Los niños cuando se enfurruñan y se sienten decepcionados de sus padres, fantasean con la idea de que los que tiene no son sus padres auténticos, y, en los casos patológicos, acaban construyendo una delirante leyenda sobre la forma en que fueron arrebatados, desterrados de su familia auténtica. De adultos, también llegamos a ser capaces de delirar orígenes supuestos que vengan a dar razón de esa sensación profunda que nos hace sentirnos exiliados. Los españoles, como si fuéramos adultos también enfurruñados y privados de la sensación de pertenencia, tendemos a buscar esforzadamente un objeto capaz de acoger nuestros delirios, pero finalmente no llegamos a saber cuál. “Tal es la tragedia de Don Juan, el héroe sin finalidad”, confirma, en este sentido, también Ortega. Y asimismo cuenta en otro lugar cómo “la hermana de Nietzsche (…) recordaba que un día Nietzsche dijo: ‘¡Los españoles! ¡Los españoles! ¡He ahí hombres que han querido ser demasiado!”.

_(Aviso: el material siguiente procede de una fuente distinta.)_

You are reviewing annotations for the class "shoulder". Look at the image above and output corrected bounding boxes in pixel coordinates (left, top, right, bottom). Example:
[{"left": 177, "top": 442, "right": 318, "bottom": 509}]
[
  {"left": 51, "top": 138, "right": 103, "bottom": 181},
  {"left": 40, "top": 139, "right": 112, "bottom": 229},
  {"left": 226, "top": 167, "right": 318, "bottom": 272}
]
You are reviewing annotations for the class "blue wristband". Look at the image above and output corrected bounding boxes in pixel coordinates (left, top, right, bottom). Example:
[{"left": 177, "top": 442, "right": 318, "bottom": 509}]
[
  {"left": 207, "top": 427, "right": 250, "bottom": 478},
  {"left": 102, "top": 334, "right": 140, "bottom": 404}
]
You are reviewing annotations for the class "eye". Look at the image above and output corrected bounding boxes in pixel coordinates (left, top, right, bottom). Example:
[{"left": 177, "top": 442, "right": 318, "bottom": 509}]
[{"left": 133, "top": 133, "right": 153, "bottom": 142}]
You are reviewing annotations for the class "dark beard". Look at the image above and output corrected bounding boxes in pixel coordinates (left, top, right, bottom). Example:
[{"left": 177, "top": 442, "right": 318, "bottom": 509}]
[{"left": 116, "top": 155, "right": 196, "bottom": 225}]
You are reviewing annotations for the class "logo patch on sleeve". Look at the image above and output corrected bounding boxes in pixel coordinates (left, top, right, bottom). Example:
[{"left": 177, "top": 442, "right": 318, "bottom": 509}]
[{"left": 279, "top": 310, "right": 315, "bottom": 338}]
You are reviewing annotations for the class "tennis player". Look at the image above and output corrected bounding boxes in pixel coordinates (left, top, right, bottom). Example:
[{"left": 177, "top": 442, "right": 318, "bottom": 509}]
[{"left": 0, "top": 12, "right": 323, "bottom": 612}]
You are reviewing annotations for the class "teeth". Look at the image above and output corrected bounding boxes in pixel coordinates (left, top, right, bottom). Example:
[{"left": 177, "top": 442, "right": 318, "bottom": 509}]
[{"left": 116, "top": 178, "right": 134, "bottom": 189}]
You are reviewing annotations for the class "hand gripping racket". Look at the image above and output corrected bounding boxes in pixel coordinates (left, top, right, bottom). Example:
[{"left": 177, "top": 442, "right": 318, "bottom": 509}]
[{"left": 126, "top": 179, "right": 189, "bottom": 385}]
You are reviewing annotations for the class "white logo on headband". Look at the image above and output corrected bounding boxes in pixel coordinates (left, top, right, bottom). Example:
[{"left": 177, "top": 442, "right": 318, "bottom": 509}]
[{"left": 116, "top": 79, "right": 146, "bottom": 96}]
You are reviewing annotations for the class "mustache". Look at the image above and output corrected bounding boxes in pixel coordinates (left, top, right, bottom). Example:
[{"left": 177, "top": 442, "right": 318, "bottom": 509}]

“Mas ¿adónde puede llevar –concluye en fin– el esfuerzo puro? A ninguna parte; mejor dicho, sólo a una: a la melancolía”. Sólo parecemos capacitados para esa derivada del esfuerzo puro que consiste en proponernos cosas en negativo, puesto que nos sentimos más realizados cuando sabemos contra qué luchamos que a favor de qué. Y, como Don Juan, una vez que hemos conseguido lo que queríamos, no tardamos en darnos cuenta de que tampoco era eso lo que en realidad pretendíamos alcanzar, de que estamos obligados a volver a buscar una nueva manera de empezar de cero. ¡Tantas hazañas en nuestra historia que no consiguen convertirse en sumandos de una tarea acumulativa…! Así lo decía Unamuno:
“El Cid, Loyola, Pizarro,
Santa Teresa, la Armada,
oro, sudor, sangre, barro,
cielo, sueño, polvo... nada”
Y León Felipe, una vez alcanzados todos los requisitos necesarios para validar el pesimismo más profundo, admitía que
“Aquí el hacha es la ley
y la unidad el átomo,
el átomo amarillo y rencoroso.
Y el hacha es la que triunfa.”
Y así seguirá siendo hasta que, como el niño aquel que se sentía desterrado, y que, cuando va madurando, acaba aceptando que, con todas las limitaciones, su familia es la que es, nuestro masculinizado ser hispánico nos permita darnos cuenta de que la patria que buscábamos, el paisaje al que necesitábamos ser fieles, los teníamos desde siempre delante de nuestras narices.